Here's an example run. All input and hidden dimensions are quite small, as is maxiter. This is just so you can run experiments quickly and see what happens. Nonetheless, the performance is competitive with the linear classifier above, which is encouraging about this approach.

In [23]:
vocab = snli_sample['vocab']

# Random embeddings of dimension 10:
randvec_embedding = np.array([utils.randvec(10) for w in vocab])

# A small network, trained for just a few epochs to see how things look:
print(rnn_experiment(vocab, randvec_embedding, hidden_dim=10, eta=0.001, maxiter=10))
Finished epoch 10 of 10; error is 1.0777186145
             precision    recall  f1-score   support

contradiction       0.35      0.38      0.36      1000
 entailment       0.41      0.52      0.46      1000
    neutral       0.39      0.26      0.31      1000

avg / total       0.38      0.39      0.38      3000

Next steps for NLI deep learning models

As noted above, ClassifierRNN is just about the simplest model we could use for this task. Some thoughts on where to take it:

  • Additional hidden layers can be added. This is a relatively simple change to the code: one just needs to define a version of $W_{hh}$ for each layer, respecting the desired dimensions for the representations of the layers it connects. The backpropagation steps are also straightforward duplications of what happens between the current layers.

  • ClassifierRNN uses the most basic (non-linear) activation functions. In TensorFlow, it is easy to try more advanced designs, including Long Short-Term Memory (LSTM) cells and Gated Recurrent Unit (GRU) cells. The documentation for these is currently a bit hard to find, but here's the well-documented source code.
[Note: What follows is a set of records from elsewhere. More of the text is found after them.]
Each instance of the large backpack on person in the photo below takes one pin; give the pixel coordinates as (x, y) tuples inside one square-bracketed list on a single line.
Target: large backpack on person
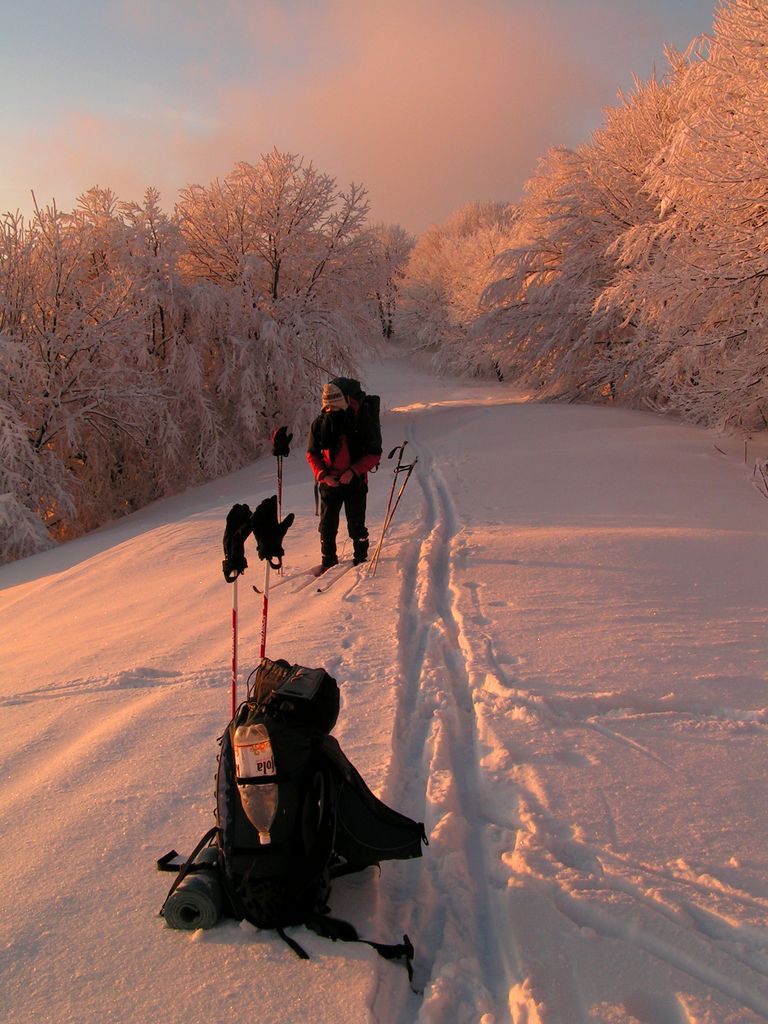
[(322, 820), (369, 411)]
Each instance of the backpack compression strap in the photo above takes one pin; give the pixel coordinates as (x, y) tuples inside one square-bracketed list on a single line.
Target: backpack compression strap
[(164, 864)]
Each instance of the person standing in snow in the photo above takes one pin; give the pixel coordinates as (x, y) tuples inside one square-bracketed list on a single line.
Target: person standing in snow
[(342, 450)]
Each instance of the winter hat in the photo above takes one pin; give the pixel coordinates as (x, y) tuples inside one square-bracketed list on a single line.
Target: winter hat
[(333, 396)]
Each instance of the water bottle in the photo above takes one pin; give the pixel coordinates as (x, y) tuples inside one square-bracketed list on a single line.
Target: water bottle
[(254, 759)]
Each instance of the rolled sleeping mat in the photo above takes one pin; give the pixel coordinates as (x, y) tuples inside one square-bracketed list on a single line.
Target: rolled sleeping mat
[(198, 900)]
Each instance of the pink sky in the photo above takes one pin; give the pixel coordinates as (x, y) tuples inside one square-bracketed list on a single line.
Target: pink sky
[(430, 103)]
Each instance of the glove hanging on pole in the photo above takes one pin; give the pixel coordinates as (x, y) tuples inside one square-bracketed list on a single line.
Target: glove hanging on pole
[(282, 441), (269, 531), (236, 534)]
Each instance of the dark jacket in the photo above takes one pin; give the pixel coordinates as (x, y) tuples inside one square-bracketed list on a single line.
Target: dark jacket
[(343, 440)]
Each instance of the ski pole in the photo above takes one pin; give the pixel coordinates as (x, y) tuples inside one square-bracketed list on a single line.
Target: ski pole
[(392, 508), (399, 449), (264, 609), (235, 647), (280, 502), (281, 446)]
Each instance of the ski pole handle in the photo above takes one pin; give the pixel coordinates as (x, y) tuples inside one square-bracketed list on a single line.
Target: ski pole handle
[(235, 648)]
  • Our implementation uses the same parameter $W_{hh}$ for the premise and hypothesis. It is common to split this into two, with the final hidden state from the premise providing the initial hidden state of the hypothesis.

  • The SNLI leaderboard shows the value of adding attention layers. These are additional connections between premise and hypothesis. They can be made for each pair of words or just for the final hidden representation in the premise and hypothesis.

  • Our implementation currently has only a single learning rate parameter. A well-tested improvement on this is the AdaGrad method, which can straightforwardly be added to the ClassifierRNN implementation.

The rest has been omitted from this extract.